Evaluate the readability of Chinese text using word segmentation, part-of-speech analysis, and syntactic dependency analysis capabilities. Supports multiple NLP providers including LTP, Jieba, and PKU. 利用分词、词性分析和句法依存分析能力,对中文文本的可读性进行评估。支持多种 NLP 提供方,包括 LTP、Jieba 和 PKU。

The code is implemented based on several papers I know, with the scoring metric named after the first author of each paper. 代码根据我已知的几篇论文分别进行实现,评分指标名称即论文第一作者姓名。

Installation

It's easy using pip, just run: 直接使用 pip 命令安装即可:

$ pip install readability_cn

Optional NLP providers: 可选的 NLP 提供方依赖:

# Install with Jieba support
$ pip install readability_cn[jieba]

# Install with PKU support
$ pip install readability_cn[pkuseg]

# Install with all optional providers
$ pip install readability_cn[all]

Usage

    import readability_cn
    from readability_cn.nlp import JiebaNLP, PkuNLP, LtpNLP

    # use LTP as default NLP provider
    readability = ChineseReadability()
    # or use other NLP providers
    # readability = ChineseReadability(nlp_provider=JiebaNLP())  # use Jieba
    # readability = ChineseReadability(nlp_provider=PkuNLP())    # use PKU
    # readability = ChineseReadability(nlp_provider=LtpNLP())    # explicitly use LTP

    # add new custom words
    readability.add_custom_words(['日志易', '优特捷'])

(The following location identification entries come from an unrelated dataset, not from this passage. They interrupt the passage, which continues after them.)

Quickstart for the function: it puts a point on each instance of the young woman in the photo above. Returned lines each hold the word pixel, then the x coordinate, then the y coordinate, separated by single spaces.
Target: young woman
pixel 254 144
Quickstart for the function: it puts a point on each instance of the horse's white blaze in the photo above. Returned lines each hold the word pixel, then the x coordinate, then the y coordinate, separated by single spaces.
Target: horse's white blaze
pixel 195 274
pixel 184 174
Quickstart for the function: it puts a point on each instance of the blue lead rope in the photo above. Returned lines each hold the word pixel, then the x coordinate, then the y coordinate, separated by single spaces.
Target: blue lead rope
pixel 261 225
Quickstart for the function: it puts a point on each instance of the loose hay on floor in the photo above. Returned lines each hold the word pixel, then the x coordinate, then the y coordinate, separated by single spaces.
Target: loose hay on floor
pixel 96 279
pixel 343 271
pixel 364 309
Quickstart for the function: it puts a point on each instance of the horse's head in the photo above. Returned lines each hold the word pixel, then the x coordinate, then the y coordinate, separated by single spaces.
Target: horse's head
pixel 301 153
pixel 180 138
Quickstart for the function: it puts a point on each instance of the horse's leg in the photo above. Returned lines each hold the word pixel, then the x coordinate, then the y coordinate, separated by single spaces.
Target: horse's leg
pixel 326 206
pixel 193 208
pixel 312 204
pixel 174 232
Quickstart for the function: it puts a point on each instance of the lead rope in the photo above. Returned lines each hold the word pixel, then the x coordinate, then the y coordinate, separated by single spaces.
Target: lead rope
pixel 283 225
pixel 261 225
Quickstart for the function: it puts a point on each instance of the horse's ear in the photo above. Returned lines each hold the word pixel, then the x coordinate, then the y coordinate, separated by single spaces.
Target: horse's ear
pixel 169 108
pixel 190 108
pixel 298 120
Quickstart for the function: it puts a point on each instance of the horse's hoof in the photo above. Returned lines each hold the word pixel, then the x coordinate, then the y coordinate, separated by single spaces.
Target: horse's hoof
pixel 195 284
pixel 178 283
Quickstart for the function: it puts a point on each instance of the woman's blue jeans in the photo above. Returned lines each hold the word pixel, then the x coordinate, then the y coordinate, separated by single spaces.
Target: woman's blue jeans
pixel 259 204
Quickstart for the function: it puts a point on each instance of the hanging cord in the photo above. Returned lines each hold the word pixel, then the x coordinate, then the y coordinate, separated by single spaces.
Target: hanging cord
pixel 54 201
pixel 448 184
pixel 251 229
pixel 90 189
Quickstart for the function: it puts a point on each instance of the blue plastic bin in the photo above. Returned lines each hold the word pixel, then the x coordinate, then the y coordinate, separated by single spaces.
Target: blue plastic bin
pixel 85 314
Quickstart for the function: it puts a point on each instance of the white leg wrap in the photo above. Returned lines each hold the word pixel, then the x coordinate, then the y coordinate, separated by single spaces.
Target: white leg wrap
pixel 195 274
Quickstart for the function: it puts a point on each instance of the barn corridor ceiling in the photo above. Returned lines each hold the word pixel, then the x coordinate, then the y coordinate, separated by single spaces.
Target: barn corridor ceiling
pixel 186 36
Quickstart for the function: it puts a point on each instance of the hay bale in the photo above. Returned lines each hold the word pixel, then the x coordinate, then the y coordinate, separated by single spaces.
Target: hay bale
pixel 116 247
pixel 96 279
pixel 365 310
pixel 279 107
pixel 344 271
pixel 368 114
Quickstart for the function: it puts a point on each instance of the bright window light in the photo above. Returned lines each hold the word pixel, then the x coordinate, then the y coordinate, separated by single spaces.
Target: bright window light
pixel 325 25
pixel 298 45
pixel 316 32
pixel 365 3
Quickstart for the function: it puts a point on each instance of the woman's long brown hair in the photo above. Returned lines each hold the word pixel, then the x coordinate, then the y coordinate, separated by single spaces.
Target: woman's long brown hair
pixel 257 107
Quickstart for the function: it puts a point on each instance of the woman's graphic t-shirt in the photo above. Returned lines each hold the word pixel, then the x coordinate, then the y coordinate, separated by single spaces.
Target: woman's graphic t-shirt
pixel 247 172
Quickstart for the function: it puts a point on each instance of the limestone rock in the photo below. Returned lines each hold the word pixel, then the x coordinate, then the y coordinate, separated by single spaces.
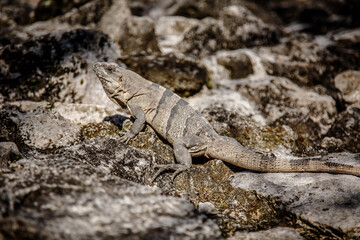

    # Compare readability metrics before and after file changes
    readability.analyze('old.adoc', 'new.adoc')

    # use your own preprocess functions
    import markdown
    import re
    with open(file_name, 'r', encoding='utf-8') as file:
        markdown_content = file.read()
    text = markdown.markdown(markdown_content)
    text = re.sub(r'\n+', '\n', content)
    ... # do other remove and replace here
    sentences = [sentence.strip() for sentence in readability.stnsplit.split(text) if sentence.strip()]
    readability.chengyong_gf0025_readability(sentences)

Use Custom Vocab

You can use the sentencepiece tool to extract a vocabulary from specific domain documents, referring to the custom_vocab.py implementation in the examples directory. Then merge it into the top-level vocabulary for use: 您可以通过 sentencepiece 工具,对特定领域文档提取词表,可以参考 examples 目录中的 custom_vocab.py 实现。然后合并到甲级词汇表中使用:

    # Load the top 16% of custom vocabulary as common words in specific fields
    # 可以加载自定义词表的前16%词汇作为特定领域的常用词汇
    # Default to the vocabulary from Fudan University's computer science corpus
    # 默认提供复旦大学计算机领域语料库的词表
    readability._load_custom_vocab()
    readability._load_custom_vocab("rizhiyi.vocab")

Note

  1. The research in this field in China is mainly concentrated in the area of teaching Chinese as a foreign language. The research data primarily consists of a small number of textbook passages and Chinese proficiency test outlines. The coefficients obtained from polynomial linear regression fitting may not be effective for native speakers or technical documents. 国内进行相关研究的学者主要集中在对外汉语教育领域,研究数据集中为少量教材课文和汉语等级考试大纲等材料。多项式线性回归拟合的系数可能未必对母语用户、理工科文档等情况有效。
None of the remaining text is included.